To be complete, I really need to find how to do a disk failure while the VM is running and without using tRAID (I want to do it while writing in the pool - as I have created one folder per DRU in the pool, I can to write on a specific drive for testing purpose).
« Last Edit: July 20, 2013, 04:26:45 am by vletroye »

Offline Brahim

  • Global Moderator
  • Hero Member
  • *****
  • Posts: 8,547
  • Karma: +204/-16
    • View Profile
Re: WHO IS TESTING tRAID?
« Reply #14 on: July 20, 2013, 10:37:02 am »
@vletroye
Killing a disk in a live VM is near impossible.
I even tried getting Virtualbox to let me do AHCI hot unplug, but that did not give me the intended result.

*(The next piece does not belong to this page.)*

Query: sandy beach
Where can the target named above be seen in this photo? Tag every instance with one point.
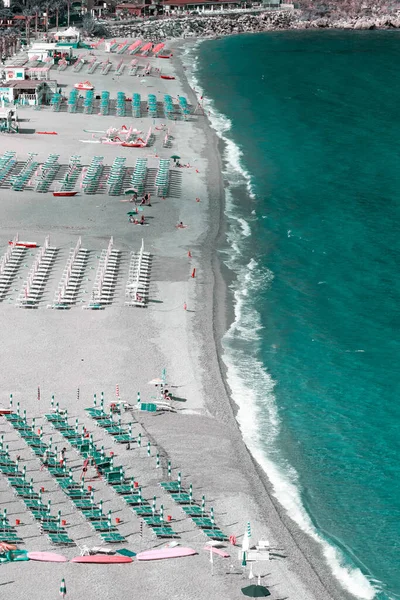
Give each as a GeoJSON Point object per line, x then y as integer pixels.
{"type": "Point", "coordinates": [92, 351]}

Now, I went back and tried to replicate your scenario.

I setup a VM under Virtualbox running Windows 8.
I initialized the array and ensure everything checked.
With the pool running, I started a copy of a file from a network share to the pool. Then, I reset the VM to simulate a power failure.
When the VM came back up, I ran a Verify+ on the array, which came up clean.

So, what happens to the array one power failure is what we call in computer programming "undefined behavior". Meaning, anything could ensue from that. You can come out clean or you might not. There are just too many variables to know for sure.

Regardless of what happens, the Verify Sync task is designed to scrub and fix any issue just like chkdisk fixed similar issues on normal disks.